The NZTA/NZIHT annual conference is a gathering of roading industry specialists. The 17th event was held in Dunedin at the end of October. ALAN TITCHALL was there.

IF YOU’RE INTO roading engineering the NZ Transport and NZIHT conference is where, once a year, roading specialists on both sides of the highway, get together to discuss the pointy end of our network.

There isn’t the time to detail some of the excellent papers presented in Dunedin this year, suffice to say we will be publishing them in Contractor magazine throughout 2017.

Last year, at Waitangi, the conference was more a ‘show and tell’ on the part of the Transport Agency and a focus on the (then new) Network Outcomes Contract (NOC) or maintenance procurement and contract model. Up in Northland, for two days, delegates were on the receiving end of a barrage of Willy-Wonker-esque acronyms and ‘touchy-feely’ terms and titles, such as ‘journey’ (project) and ‘journey manager’. Groups of these managers, we were told, are called ‘knowledgeable communities’.

Thank you to the organisers who spared us more of the same in Dunedin.

In fact, the Dunedin conference this year was refreshingly frank and proved a very honest valuable exchange between the NZTA, councils and industry. Well done, from someone who has attended eight conferences this year.

Not to say the 2016 event didn’t have some odd presentations. The two that stand out were, thankfully, right at the beginning.

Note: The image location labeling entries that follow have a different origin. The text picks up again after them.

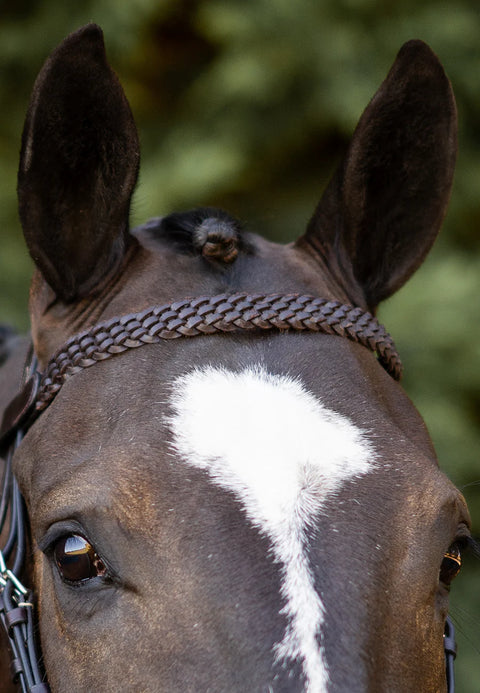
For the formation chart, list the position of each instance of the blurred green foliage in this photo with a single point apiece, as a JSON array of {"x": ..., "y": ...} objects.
[{"x": 248, "y": 105}]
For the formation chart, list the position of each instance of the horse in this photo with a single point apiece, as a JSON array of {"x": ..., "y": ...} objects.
[{"x": 226, "y": 487}]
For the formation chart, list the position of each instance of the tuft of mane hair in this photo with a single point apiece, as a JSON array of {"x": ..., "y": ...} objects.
[{"x": 206, "y": 231}]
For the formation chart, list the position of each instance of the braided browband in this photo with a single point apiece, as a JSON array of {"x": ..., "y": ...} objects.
[{"x": 210, "y": 315}]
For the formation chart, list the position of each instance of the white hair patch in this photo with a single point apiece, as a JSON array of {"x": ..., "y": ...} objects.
[{"x": 283, "y": 454}]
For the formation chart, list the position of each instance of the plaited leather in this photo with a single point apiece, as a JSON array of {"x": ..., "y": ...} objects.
[{"x": 217, "y": 314}]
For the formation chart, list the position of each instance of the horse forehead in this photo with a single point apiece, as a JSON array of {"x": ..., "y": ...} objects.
[
  {"x": 272, "y": 444},
  {"x": 266, "y": 438}
]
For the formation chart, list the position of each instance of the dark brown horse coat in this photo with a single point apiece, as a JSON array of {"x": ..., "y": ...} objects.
[{"x": 263, "y": 512}]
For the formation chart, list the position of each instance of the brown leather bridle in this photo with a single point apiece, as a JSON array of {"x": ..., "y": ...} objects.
[{"x": 189, "y": 318}]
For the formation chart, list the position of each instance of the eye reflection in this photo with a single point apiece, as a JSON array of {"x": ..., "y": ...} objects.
[
  {"x": 77, "y": 560},
  {"x": 451, "y": 565}
]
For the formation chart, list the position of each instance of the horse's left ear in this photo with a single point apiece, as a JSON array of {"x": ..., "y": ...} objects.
[
  {"x": 382, "y": 211},
  {"x": 78, "y": 167}
]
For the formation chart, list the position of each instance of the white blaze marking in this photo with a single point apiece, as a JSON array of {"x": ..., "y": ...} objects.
[{"x": 282, "y": 454}]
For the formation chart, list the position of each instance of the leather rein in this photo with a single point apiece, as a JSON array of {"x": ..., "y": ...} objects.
[{"x": 189, "y": 318}]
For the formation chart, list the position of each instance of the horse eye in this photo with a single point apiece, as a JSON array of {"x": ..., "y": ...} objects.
[
  {"x": 77, "y": 560},
  {"x": 451, "y": 564}
]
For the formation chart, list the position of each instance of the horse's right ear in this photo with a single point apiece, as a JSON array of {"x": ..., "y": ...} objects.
[{"x": 78, "y": 167}]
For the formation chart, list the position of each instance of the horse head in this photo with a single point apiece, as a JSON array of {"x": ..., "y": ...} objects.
[{"x": 250, "y": 509}]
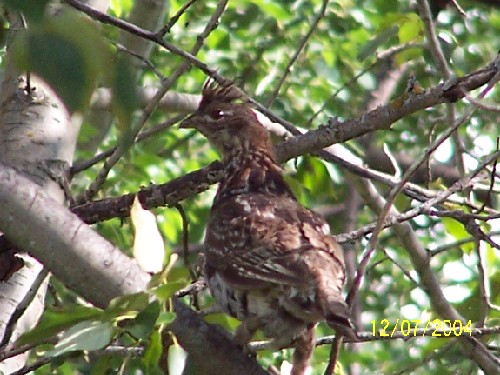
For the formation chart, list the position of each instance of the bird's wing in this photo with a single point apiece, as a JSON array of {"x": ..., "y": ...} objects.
[{"x": 256, "y": 242}]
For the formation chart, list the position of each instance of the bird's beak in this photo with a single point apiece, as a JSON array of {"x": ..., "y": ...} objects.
[{"x": 188, "y": 123}]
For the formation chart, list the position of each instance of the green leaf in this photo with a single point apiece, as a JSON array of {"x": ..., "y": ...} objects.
[
  {"x": 411, "y": 29},
  {"x": 88, "y": 335},
  {"x": 32, "y": 10},
  {"x": 176, "y": 359},
  {"x": 166, "y": 291},
  {"x": 166, "y": 317},
  {"x": 70, "y": 62},
  {"x": 153, "y": 352},
  {"x": 55, "y": 321}
]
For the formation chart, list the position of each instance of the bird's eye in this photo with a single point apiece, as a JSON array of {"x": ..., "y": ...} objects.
[{"x": 217, "y": 114}]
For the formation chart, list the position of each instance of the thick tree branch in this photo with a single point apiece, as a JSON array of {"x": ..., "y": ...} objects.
[
  {"x": 312, "y": 141},
  {"x": 78, "y": 256}
]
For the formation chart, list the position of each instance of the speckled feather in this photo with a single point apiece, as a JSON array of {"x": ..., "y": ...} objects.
[{"x": 269, "y": 261}]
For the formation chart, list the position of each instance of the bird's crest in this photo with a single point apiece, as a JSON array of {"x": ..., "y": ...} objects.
[{"x": 213, "y": 92}]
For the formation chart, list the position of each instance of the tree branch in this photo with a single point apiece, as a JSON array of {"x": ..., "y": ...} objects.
[{"x": 78, "y": 256}]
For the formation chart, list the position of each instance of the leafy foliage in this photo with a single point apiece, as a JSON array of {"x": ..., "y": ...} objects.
[{"x": 336, "y": 74}]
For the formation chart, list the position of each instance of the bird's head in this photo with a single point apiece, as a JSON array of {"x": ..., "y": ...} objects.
[{"x": 229, "y": 123}]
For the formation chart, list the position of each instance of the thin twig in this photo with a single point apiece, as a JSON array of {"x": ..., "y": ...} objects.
[
  {"x": 86, "y": 164},
  {"x": 298, "y": 51},
  {"x": 167, "y": 84},
  {"x": 185, "y": 239},
  {"x": 173, "y": 20}
]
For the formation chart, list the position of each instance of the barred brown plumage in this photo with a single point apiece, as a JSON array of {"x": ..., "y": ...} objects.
[{"x": 269, "y": 261}]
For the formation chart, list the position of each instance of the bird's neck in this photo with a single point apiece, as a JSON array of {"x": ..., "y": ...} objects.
[{"x": 253, "y": 171}]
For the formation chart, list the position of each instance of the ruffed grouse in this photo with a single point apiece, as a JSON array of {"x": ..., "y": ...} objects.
[{"x": 269, "y": 261}]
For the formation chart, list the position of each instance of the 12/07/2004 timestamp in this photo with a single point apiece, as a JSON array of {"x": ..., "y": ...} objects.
[{"x": 416, "y": 327}]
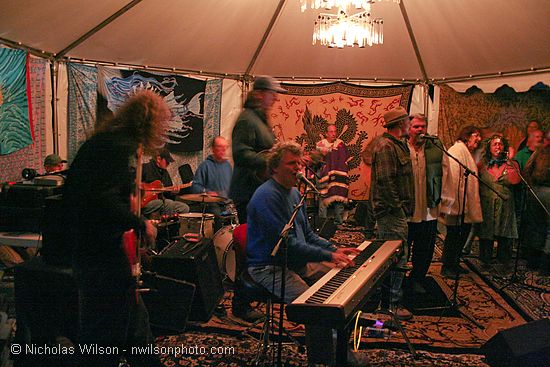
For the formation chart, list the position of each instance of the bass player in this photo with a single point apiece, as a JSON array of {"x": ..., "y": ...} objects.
[{"x": 157, "y": 170}]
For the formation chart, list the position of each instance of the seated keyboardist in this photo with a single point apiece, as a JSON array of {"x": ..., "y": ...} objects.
[{"x": 269, "y": 210}]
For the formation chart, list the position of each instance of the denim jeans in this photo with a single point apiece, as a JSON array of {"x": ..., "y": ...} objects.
[
  {"x": 338, "y": 210},
  {"x": 394, "y": 226}
]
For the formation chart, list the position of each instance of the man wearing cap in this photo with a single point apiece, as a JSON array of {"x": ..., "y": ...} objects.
[
  {"x": 157, "y": 170},
  {"x": 213, "y": 177},
  {"x": 251, "y": 136},
  {"x": 392, "y": 193},
  {"x": 53, "y": 163}
]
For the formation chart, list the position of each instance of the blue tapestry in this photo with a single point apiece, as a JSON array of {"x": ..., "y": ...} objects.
[
  {"x": 15, "y": 127},
  {"x": 82, "y": 105},
  {"x": 184, "y": 96},
  {"x": 32, "y": 156}
]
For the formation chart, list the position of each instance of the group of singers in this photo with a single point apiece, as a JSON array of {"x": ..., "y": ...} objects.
[{"x": 412, "y": 181}]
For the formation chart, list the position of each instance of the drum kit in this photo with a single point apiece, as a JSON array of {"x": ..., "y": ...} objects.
[{"x": 194, "y": 226}]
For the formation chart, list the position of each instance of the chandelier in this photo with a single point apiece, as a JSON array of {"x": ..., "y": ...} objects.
[{"x": 346, "y": 29}]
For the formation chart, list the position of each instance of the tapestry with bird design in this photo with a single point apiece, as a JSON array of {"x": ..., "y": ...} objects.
[{"x": 305, "y": 111}]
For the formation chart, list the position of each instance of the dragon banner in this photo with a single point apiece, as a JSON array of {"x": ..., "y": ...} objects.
[{"x": 304, "y": 113}]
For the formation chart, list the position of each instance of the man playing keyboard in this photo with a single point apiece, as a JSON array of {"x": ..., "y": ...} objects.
[{"x": 269, "y": 210}]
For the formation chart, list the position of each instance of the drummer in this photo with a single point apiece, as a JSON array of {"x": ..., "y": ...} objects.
[
  {"x": 213, "y": 177},
  {"x": 166, "y": 204}
]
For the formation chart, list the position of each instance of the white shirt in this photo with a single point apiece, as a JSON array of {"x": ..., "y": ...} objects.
[{"x": 421, "y": 210}]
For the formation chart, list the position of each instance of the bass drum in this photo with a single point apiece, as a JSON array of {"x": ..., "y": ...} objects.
[
  {"x": 225, "y": 252},
  {"x": 191, "y": 223}
]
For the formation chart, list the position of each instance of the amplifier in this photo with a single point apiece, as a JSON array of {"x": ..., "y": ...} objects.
[
  {"x": 22, "y": 206},
  {"x": 195, "y": 263}
]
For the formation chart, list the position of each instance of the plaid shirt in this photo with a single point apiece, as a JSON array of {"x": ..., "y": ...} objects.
[{"x": 392, "y": 178}]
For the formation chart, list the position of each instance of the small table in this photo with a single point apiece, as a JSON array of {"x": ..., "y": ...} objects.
[{"x": 20, "y": 239}]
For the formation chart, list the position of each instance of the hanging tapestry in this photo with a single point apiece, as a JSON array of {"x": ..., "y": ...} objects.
[
  {"x": 304, "y": 113},
  {"x": 184, "y": 96},
  {"x": 31, "y": 156},
  {"x": 504, "y": 111},
  {"x": 212, "y": 114},
  {"x": 82, "y": 80},
  {"x": 15, "y": 114}
]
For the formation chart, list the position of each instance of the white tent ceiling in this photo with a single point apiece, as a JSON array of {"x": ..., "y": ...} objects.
[{"x": 455, "y": 38}]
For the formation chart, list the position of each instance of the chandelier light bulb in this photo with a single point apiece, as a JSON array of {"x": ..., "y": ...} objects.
[{"x": 344, "y": 28}]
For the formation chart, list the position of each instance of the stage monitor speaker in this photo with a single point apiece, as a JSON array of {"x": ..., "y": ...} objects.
[
  {"x": 168, "y": 301},
  {"x": 195, "y": 263},
  {"x": 46, "y": 301},
  {"x": 524, "y": 345},
  {"x": 324, "y": 227},
  {"x": 22, "y": 206},
  {"x": 56, "y": 247}
]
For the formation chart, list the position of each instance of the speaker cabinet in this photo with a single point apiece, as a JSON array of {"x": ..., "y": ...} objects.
[
  {"x": 324, "y": 227},
  {"x": 524, "y": 345},
  {"x": 46, "y": 301},
  {"x": 56, "y": 247},
  {"x": 168, "y": 301},
  {"x": 195, "y": 263}
]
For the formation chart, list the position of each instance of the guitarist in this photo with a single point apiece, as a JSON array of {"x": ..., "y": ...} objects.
[
  {"x": 97, "y": 202},
  {"x": 157, "y": 170}
]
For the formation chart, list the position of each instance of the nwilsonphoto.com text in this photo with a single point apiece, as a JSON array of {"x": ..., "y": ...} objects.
[{"x": 95, "y": 349}]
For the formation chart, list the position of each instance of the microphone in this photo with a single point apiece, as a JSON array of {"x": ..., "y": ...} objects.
[
  {"x": 429, "y": 137},
  {"x": 300, "y": 176}
]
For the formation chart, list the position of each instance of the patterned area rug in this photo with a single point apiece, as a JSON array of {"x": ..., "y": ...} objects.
[
  {"x": 222, "y": 350},
  {"x": 442, "y": 338}
]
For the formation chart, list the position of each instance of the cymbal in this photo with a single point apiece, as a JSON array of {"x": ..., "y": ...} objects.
[
  {"x": 203, "y": 198},
  {"x": 159, "y": 189}
]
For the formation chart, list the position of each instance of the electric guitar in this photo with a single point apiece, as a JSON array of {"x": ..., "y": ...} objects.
[{"x": 152, "y": 190}]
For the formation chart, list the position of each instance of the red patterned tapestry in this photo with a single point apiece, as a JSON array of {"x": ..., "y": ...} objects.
[
  {"x": 304, "y": 113},
  {"x": 504, "y": 111}
]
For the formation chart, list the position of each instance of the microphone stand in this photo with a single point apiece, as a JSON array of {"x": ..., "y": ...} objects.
[
  {"x": 514, "y": 278},
  {"x": 283, "y": 240},
  {"x": 316, "y": 198},
  {"x": 454, "y": 303}
]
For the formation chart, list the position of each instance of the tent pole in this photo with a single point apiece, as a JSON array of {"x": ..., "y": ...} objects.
[
  {"x": 54, "y": 78},
  {"x": 413, "y": 41},
  {"x": 265, "y": 36}
]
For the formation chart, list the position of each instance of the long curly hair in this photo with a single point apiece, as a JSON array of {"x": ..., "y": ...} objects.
[{"x": 143, "y": 118}]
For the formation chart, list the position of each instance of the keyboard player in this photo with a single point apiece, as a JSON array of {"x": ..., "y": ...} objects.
[{"x": 269, "y": 210}]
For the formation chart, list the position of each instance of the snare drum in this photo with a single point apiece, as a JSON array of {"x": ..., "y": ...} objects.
[
  {"x": 225, "y": 253},
  {"x": 191, "y": 223},
  {"x": 229, "y": 215}
]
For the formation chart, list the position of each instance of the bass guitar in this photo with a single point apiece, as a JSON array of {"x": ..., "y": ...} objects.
[{"x": 153, "y": 189}]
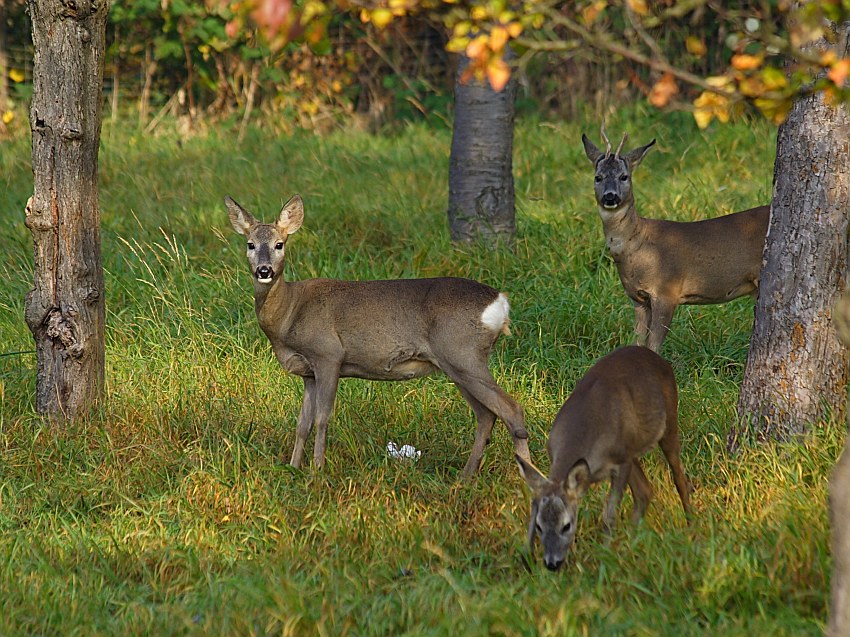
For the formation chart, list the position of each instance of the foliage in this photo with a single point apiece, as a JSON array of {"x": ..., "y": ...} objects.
[{"x": 172, "y": 511}]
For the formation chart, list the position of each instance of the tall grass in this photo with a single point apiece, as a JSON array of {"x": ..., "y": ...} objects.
[{"x": 172, "y": 511}]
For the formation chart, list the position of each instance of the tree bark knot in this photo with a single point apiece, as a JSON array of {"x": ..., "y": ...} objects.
[{"x": 63, "y": 330}]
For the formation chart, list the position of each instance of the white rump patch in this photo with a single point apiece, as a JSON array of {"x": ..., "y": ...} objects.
[{"x": 495, "y": 315}]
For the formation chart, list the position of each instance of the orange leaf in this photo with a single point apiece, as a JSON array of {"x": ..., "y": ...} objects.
[
  {"x": 839, "y": 71},
  {"x": 745, "y": 62},
  {"x": 498, "y": 73},
  {"x": 695, "y": 46},
  {"x": 663, "y": 91}
]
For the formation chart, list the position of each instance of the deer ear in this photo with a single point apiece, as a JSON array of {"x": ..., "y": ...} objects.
[
  {"x": 291, "y": 216},
  {"x": 634, "y": 157},
  {"x": 240, "y": 219},
  {"x": 578, "y": 479},
  {"x": 531, "y": 474},
  {"x": 592, "y": 152}
]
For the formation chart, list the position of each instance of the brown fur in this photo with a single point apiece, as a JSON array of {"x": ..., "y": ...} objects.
[
  {"x": 624, "y": 405},
  {"x": 664, "y": 264},
  {"x": 325, "y": 329}
]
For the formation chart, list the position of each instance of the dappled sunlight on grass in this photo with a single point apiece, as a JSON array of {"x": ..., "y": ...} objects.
[{"x": 171, "y": 510}]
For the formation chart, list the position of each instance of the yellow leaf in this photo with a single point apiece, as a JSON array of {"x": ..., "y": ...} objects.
[
  {"x": 477, "y": 47},
  {"x": 457, "y": 45},
  {"x": 695, "y": 46},
  {"x": 774, "y": 79},
  {"x": 745, "y": 62},
  {"x": 703, "y": 118},
  {"x": 514, "y": 29},
  {"x": 498, "y": 38},
  {"x": 498, "y": 73},
  {"x": 381, "y": 17}
]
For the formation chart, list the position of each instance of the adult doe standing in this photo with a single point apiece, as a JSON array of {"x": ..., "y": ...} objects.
[
  {"x": 664, "y": 264},
  {"x": 324, "y": 329},
  {"x": 624, "y": 405}
]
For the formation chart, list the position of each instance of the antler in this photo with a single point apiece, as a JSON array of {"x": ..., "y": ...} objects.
[
  {"x": 605, "y": 139},
  {"x": 620, "y": 147}
]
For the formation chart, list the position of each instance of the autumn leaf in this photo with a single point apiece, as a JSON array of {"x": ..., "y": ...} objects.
[
  {"x": 477, "y": 47},
  {"x": 498, "y": 38},
  {"x": 498, "y": 73},
  {"x": 663, "y": 91},
  {"x": 381, "y": 17},
  {"x": 695, "y": 46},
  {"x": 710, "y": 105},
  {"x": 745, "y": 62},
  {"x": 839, "y": 72}
]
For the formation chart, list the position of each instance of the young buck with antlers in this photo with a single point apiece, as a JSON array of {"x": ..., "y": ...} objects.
[
  {"x": 664, "y": 264},
  {"x": 324, "y": 329},
  {"x": 624, "y": 405}
]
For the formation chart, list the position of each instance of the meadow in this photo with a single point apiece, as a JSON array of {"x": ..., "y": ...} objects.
[{"x": 172, "y": 511}]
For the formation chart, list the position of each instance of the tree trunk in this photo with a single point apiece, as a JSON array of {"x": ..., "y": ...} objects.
[
  {"x": 65, "y": 310},
  {"x": 796, "y": 370},
  {"x": 481, "y": 184}
]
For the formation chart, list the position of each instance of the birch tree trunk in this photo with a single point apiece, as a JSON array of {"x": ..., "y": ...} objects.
[
  {"x": 65, "y": 309},
  {"x": 796, "y": 372},
  {"x": 481, "y": 182}
]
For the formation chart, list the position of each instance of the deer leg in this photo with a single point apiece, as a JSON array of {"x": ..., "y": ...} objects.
[
  {"x": 641, "y": 491},
  {"x": 641, "y": 323},
  {"x": 670, "y": 446},
  {"x": 660, "y": 319},
  {"x": 482, "y": 386},
  {"x": 305, "y": 420},
  {"x": 326, "y": 386},
  {"x": 618, "y": 482},
  {"x": 485, "y": 419}
]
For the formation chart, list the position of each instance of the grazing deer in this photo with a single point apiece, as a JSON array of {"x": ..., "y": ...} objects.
[
  {"x": 623, "y": 406},
  {"x": 664, "y": 264},
  {"x": 325, "y": 329}
]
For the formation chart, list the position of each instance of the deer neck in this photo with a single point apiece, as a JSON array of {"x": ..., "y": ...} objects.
[
  {"x": 622, "y": 227},
  {"x": 273, "y": 303}
]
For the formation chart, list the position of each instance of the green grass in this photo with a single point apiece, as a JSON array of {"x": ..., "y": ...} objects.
[{"x": 172, "y": 511}]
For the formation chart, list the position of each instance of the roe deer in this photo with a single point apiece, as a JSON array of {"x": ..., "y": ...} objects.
[
  {"x": 664, "y": 264},
  {"x": 625, "y": 404},
  {"x": 324, "y": 329}
]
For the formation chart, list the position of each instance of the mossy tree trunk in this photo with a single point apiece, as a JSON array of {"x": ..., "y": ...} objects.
[
  {"x": 65, "y": 309},
  {"x": 796, "y": 373},
  {"x": 481, "y": 182}
]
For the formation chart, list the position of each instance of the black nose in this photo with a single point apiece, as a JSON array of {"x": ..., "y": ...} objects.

Dunedin mayor David Cull kept a straight face when he told us his council, when it comes to city roads, focused on the ‘value’ of the project rather than the cost.

The night before, dining with old university friends who reside in Dunedin, I had my ears chewed over the dreadful state of the local roads. I promised if the mayor mentioned ‘roading’ I was going to interject with ‘What about Three Mile Hill – it’s a disgrace!’ I didn’t of course. I didn’t want to be kicked out of the conference in the first 10 minutes.

I also had to bite my lip during the opening address by Ian Duncan from the NZTA.

I am sure Ian’s heart is in the right place, but his vision of a ‘transport revolution’ where he talked up automobile technology with a Jetson-esque vision from 1965. Technology predictions have a habit of keeping a step ahead of actuality.

It would have been a fine speech had we been resident in some smart-thinking city such as Stockholm where transport is a paragon of civil service – but in New Zealand?

Dear oh dear, we have one of the oldest vehicle fleets in the Western world. If your vehicle was registered before May 2010 it doesn’t even need a catalytic converter to pass a vehicle warrant – so much for emissions concern. The cheapest electric vehicle costs over three times the equivalent of an extremely efficient combustion engine car.

Leasing and renting, Ian said, will be the way of the future. Leasing and renting is already the way of the present. We work in an industry where fleet leasing is the norm.

The Transport Agency, in the future, will focus on people and transport networks rather than transport systems, he said. I would have thought a transport system is about ‘people’ and that’s the problem – Kiwis want cheap mobility and would rather self-drive than share.

The answer to most of our ‘transport problem’ is, surely, to restrict the age of the fleet?

There were many excellent presentations over the two-day conference including one by Caroline Boot from Plan A right at the start of the event.

Called ‘Five ways to attract the best to your contracts’, she used a panel of contract experts to discuss ‘contracts’ from their point of view. We will publish this presentation in the first issue of Contractor 2017, and follow it up with many other excellent papers on roading networks.